Galler Chocolatier has raised €12.6 million in capital and adopted a survival strategy for the cocoa crisis, L’Echo newspaper reports on Friday.
The Belgian chocolate maker has faced numerous challenges in recent years: from its factory flooding in 2021 to the pandemic and significant inflation. The latest hurdle has been a global surge in cocoa prices.
Since the start of 2024, the price of cocoa beans has soared by up to 500%. The spike in cocoa bean prices was the centre of discussion at an international cocoa summit held in Brussels in April (in which Belgium leaned on its international renown for chocolate production).
L'Echo reports that Galler, whose headquarters are in Liège, sought financial support from shareholders to restructure its business model as the company faces the latest in a string of challenges. According to the paper, the €12.6 million in capital will be raised in two stages – a €7.5 million conversion of debt into equity and a cash injection of €5.1 million.

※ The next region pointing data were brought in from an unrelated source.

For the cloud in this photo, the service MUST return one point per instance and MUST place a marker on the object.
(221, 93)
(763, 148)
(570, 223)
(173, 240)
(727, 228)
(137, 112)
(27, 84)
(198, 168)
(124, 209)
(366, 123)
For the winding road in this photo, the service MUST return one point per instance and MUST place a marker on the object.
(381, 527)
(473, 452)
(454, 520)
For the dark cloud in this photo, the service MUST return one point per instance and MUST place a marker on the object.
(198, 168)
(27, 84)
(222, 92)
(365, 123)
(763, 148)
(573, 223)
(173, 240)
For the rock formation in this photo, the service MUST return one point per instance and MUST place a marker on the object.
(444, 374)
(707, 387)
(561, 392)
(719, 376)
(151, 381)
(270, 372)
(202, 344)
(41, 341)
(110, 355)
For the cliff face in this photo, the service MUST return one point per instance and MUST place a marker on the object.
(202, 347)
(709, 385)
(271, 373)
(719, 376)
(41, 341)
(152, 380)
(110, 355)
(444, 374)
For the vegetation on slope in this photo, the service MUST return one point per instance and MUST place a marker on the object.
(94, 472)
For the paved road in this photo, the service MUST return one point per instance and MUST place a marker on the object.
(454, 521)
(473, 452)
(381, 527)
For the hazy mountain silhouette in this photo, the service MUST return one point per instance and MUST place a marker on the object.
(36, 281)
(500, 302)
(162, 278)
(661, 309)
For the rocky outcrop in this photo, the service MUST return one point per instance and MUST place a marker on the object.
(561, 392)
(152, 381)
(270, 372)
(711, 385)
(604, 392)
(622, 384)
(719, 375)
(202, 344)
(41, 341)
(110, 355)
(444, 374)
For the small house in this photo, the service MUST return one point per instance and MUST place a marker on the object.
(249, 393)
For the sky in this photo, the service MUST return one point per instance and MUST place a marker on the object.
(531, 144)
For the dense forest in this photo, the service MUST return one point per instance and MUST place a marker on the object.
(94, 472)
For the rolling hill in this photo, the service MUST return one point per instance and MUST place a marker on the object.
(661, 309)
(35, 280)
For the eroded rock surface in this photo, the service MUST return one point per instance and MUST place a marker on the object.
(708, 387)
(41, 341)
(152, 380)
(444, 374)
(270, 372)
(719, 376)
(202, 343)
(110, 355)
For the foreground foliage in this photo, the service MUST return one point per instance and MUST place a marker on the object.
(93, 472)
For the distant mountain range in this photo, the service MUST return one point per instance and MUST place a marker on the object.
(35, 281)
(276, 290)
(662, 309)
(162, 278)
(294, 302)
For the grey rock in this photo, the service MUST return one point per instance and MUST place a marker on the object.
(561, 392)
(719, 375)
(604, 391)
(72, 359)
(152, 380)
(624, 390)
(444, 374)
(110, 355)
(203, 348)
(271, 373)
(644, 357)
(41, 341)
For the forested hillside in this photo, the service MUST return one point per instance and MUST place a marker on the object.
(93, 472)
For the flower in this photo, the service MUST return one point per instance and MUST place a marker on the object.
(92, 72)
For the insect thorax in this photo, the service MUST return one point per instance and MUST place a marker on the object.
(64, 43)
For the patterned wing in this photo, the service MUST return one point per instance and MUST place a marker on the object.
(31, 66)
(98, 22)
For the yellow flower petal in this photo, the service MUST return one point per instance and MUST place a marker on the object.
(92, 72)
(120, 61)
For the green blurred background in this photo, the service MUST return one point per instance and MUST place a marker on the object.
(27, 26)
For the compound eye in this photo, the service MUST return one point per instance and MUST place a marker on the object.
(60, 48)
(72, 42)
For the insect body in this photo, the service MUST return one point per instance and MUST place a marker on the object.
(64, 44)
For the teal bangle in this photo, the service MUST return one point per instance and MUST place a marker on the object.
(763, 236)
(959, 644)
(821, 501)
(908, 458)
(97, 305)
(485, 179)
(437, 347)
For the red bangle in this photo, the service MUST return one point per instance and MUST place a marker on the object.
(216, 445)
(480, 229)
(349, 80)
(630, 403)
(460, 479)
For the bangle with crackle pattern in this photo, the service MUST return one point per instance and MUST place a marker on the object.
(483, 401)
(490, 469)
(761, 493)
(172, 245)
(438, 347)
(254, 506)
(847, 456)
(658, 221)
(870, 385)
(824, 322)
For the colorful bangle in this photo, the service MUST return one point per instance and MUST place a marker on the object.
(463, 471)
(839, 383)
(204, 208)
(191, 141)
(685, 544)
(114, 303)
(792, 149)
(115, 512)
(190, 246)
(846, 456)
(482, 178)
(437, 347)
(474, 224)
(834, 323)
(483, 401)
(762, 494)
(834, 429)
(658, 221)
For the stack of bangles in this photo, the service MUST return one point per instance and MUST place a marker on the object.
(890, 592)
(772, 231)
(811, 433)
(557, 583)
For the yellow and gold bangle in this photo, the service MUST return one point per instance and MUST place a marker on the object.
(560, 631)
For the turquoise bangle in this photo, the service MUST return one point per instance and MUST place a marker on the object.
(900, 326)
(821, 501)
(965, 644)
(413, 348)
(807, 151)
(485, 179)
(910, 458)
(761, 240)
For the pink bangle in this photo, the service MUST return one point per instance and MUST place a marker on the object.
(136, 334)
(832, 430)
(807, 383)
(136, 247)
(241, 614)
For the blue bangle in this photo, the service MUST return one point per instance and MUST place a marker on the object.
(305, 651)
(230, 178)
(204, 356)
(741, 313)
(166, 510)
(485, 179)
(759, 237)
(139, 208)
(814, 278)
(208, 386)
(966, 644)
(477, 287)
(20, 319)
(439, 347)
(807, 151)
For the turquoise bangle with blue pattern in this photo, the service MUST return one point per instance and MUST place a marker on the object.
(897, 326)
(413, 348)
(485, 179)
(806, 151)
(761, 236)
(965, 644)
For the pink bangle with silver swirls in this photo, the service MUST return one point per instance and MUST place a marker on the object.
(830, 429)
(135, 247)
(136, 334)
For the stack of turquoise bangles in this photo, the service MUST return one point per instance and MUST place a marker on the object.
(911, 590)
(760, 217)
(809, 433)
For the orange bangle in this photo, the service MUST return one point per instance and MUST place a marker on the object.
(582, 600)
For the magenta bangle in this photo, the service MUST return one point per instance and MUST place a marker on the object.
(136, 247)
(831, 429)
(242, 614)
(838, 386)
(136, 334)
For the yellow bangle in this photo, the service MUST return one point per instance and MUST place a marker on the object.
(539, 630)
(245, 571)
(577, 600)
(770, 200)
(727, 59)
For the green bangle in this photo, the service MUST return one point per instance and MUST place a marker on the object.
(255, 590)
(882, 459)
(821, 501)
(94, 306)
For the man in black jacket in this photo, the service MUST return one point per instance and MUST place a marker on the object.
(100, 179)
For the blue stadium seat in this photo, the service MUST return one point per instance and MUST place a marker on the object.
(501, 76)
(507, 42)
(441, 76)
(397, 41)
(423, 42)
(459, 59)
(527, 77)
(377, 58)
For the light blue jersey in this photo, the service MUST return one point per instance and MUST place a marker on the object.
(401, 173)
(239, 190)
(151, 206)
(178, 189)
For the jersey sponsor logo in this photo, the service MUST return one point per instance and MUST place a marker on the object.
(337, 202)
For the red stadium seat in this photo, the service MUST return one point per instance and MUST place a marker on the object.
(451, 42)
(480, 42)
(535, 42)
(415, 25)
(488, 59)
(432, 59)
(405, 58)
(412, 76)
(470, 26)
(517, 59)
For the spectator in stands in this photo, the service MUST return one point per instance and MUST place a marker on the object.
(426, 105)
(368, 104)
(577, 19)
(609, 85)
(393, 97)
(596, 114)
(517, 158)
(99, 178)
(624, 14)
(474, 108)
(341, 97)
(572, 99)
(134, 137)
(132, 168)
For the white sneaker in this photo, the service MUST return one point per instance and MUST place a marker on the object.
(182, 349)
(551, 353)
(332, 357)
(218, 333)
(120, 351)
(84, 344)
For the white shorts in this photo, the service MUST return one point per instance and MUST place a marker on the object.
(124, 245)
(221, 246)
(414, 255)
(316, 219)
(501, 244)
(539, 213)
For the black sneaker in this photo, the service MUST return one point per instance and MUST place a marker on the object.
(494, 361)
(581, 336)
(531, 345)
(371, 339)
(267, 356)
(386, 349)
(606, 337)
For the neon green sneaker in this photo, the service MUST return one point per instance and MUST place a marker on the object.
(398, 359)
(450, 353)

The funds will go towards boosting efficiency, offsetting the rising cost of cocoa beans, financing ongoing international expansion, and bolstering working capital.
The conversion of debt to equity will also change Galler's shareholding structure: the majority stake held by Qatari shareholder Al-Afia has fallen from 70% to 50.4%. Meanwhile, Belgian ownership of the company rose from 30% to 49.6% after the Wallonia Region came on board as a shareholder.